Even though I was looking forward to seeing Sucker Punch’s latest project in action, I wasn’t particularly hyped to actually play Ghost of Tsushima. I absolutely thought it looked like it would be a good and interesting game, but it’s kind of outside my usual sphere of interest when it comes to games. See, Ghost of Tsushima is a piece of historical fiction, which to me means limitations on available technology and setting. More than that, Ghost of Tsushima is an open-world game, and I’m typically not a fan of those. Well, I still went ahead and bought the game and am very glad I did. Ghost of Tsushima has overcome all of my reservations and is now a contender for my game of the year!
Let’s start with it’s open-world format. For the most part, I do not like open-world games. I think they tend to be boring experiences with altogether too much wandering around and too little actual interesting content. There are exceptions to this of course. I still love Fallout 3/ New Vegas, and I was a massive Skyrim fan along with everyone else. Generally though, I don’t like them and would rather play something offering a more deliberate, curated experience.
All that said, I don’t have a problem with Ghost of Tsushima’s open world. I’ve actually found myself enjoying all the missions and finding points of interest as I ride around the map. It might be because I’m still in the early game and the mechanics haven’t gotten old yet, but I don’t think so. Everything I’ve found so far has been interesting in some way. Sometimes it’s a story; sometimes its a tricky encounter. Sometimes it’s the fact that I’m actually following a fox or bird around to some sort of secret (bonus points for letting me pet the foxes by the way).
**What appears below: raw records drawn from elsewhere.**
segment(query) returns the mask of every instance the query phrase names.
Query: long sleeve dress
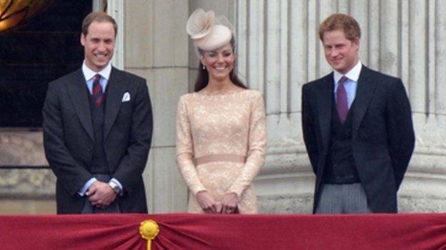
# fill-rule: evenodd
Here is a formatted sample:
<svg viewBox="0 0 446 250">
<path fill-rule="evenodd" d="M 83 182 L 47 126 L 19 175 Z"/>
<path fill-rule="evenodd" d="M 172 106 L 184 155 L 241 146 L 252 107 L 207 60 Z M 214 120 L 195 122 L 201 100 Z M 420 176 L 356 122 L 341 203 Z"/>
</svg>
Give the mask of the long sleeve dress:
<svg viewBox="0 0 446 250">
<path fill-rule="evenodd" d="M 177 162 L 189 190 L 189 212 L 203 212 L 196 199 L 197 193 L 203 190 L 217 201 L 234 192 L 241 214 L 257 212 L 252 181 L 264 163 L 265 127 L 264 104 L 259 91 L 193 93 L 180 98 Z M 210 161 L 197 160 L 209 156 Z M 230 160 L 234 157 L 244 160 Z"/>
</svg>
Basically, the game hasn’t felt at all boring even though I’m doing things that normally should be.
The setting has turned out to be a major boon for the game too. See, I’m already interested in Japanese history, so it’s interesting getting a closer look at how people lived and what their purported values were. One must remember that this is an entertainment product of course, it’s not going to be the most accurate representation of how things were. Even so, it’s nice to get a slightly more tangible sense of the period. I highly doubt that people would still be lounging about in hot spring inns and such while the Mongols were invading the island. The world itself is also far too beautiful. Simply put, this is the samurai movie version of feudal Japan. There are kernels of truth here, but it’s all been stylized for effect.
More importantly, the setting actually lends itself to interesting gameplay. To my surprise, I’m actually having a lot of fun playing as a wandering samurai. I’m not missing vehicles, nor do I wish that I had a space gun or super powers like those seen in Destiny. Jin Sakai is far more capable than any ever could be, but his abilities still feel grounded in reality. This makes completing tough encounters or creeping through enemy encampments feel all the more rewarding. It also helps that that controls for all of this feel very good. It all feels natural, and, when it’s combined with the game’s very impressive animations and visuals, it gets taken to the next level.
Honestly, Ghost of Tsushima really surprised me. I went into thinking I’d really only wind up enjoying the story and characters (both off which are excellent by the way), but the gameplay and world have really hooked my too. If you’re already a fan of open-world games, then this one is a no-brainer. If you’re like me however and you don’t typically like these sorts of games,you might want to give it a try anyway. You might just wind being pleasantly surprised.